Heller E N, Staib L H, Dione D P, Constable R T, Shi C Q, Duncan J S, Sinusas A J
Division of Cardiology, Department of Internal Medicine, Bronx-Lebanon Hospital Center, New York, USA.
Can J Cardiol. 2001 Mar;17(3):309-18.
With the development of high-resolution myocardial imaging there has evolved a need for automated techniques that can accurately quantify regional function.
To develop a new method for quantification of spatial and temporal parameters of endocardial motion.

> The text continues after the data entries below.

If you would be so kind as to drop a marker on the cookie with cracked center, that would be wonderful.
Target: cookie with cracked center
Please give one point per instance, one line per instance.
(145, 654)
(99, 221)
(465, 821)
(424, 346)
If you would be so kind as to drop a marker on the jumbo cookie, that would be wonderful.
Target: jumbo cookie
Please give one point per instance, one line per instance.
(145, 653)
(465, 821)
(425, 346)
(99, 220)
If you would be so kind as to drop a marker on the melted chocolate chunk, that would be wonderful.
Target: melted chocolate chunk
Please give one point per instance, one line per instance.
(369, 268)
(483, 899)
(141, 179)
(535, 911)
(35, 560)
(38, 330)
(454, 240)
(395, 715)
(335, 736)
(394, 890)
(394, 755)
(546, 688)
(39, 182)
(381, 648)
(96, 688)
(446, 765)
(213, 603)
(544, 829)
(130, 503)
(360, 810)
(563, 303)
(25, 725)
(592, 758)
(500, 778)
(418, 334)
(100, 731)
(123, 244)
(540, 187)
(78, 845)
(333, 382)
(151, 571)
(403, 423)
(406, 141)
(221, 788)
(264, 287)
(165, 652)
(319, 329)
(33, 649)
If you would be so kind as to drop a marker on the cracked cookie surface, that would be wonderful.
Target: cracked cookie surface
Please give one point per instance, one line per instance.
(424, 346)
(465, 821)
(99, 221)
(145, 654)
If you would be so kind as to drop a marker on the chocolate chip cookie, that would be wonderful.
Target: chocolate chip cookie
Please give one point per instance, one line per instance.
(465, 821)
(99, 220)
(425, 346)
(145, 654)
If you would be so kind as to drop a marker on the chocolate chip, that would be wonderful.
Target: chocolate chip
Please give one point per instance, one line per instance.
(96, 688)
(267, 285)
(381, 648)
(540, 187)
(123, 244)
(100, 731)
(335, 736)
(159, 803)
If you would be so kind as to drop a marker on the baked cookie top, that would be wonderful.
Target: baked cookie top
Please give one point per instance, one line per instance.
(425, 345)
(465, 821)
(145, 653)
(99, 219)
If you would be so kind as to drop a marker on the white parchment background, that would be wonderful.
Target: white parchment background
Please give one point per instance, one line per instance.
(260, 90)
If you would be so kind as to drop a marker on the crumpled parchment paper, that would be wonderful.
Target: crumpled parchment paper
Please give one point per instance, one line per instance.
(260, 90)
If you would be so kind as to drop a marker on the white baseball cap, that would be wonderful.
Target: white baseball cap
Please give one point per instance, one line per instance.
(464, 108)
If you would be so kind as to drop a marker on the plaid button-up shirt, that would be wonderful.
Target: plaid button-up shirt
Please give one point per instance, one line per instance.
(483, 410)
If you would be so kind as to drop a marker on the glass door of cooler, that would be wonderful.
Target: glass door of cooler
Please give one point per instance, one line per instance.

Magnetic resonance images were analyzed using a unique, shape-based approach that tracks endocardial surface motion at defined points through the cardiac cycle by minimizing the bending energy.
Animal instrumentation was performed in the Nuclear Cardiology Experimental Research Laboratory at Yale University, New Haven, Connecticut. Magnetic resonance imaging was performed at the Yale New Haven Hospital Center.
Eight mongrel canines were used.
Electrocardiograph-gated gradient-echo magnetic resonance images were obtained before and after occlusion of the left anterior descending coronary. Thirty-two points along automatically defined endocardial contours were tracked. Average displacements and cumulative path lengths were computed from end-diastole for each point over the entire cardiac cycle. The average cumulative path length was computed for each of four quarters of systole for the normal, border and infarct zones. Shape-based parameters of systolic motion were compared with the centreline approach. Infarct zone was defined by postmortem histochemical staining.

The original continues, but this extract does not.